Moneter.co.id – Menteri Sosial (Mensos) Khofifah Indar Parawansa memastikan bahwa pihaknya akan mendampingi keluarga Berlin yang sempat meminta eutanasia ke Pengadilan Negeri (PN) Banda Aceh. Menurut Mensos kasus ini sangat memprihatinkan mengingat Berlin adalah korban selamat bencana alam tsunami.
Eutanasia sendiri adalah praktik pencabutan nyawa manusia atau hewan melalui cara yang dianggap tidak menimbulkan rasa sakit.

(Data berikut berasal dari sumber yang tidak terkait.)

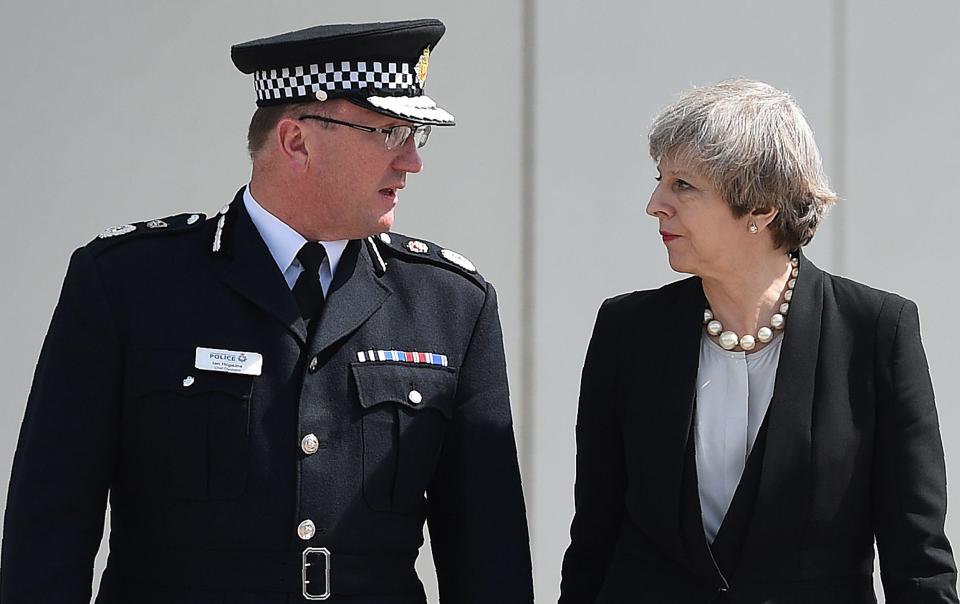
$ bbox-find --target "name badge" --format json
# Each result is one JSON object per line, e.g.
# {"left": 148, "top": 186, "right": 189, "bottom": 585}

Biasanya dilakukan dengan cara memberikan suntikan mematikan.
Mensos Khofifah menegaskan praktik eutanasia di Indonesia dilarang keras meski hal ini datang atas dasar permintaan pasien atau keluarganya. “Di beberapa negara ada yang membolehkan praktik tersebut, tapi di Indonesia tidak,” ujar Khofifah, Sabtu (6/5).
Khofifah melanjutkan, eutanasia termasuk kategori pembunuhan sebagaimana diatur dalam KUHP. Selain itu, sebagian besar agama melarang keras praktik eutanasia dengan alasan apapun.

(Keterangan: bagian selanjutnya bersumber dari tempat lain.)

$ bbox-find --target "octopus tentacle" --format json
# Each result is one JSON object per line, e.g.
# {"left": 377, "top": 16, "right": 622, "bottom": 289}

Oleh karena itu, Khofifah meminta kasus ini dapat diselesaikan dengan sikap arif dan bijak. Ia berharap pemerintah daerah bisa mencari jalan keluar terbaik terkait penggusuran barak pengungsi di Desa Bakoy, Aceh Besar, dan pengobatan terhadap penyakit yang diderita Berlin.
Sekedar informasi, Berlin Silalahi (46) mengajukan permohonan euthanasia atau tindakan mengakhiri hidup akibat tidak tahan dengan penyakit yang dideritanya. Berlin menderita radang tulang sejak tahun 2012. Akibatnya, kedua kakinya lumpuh.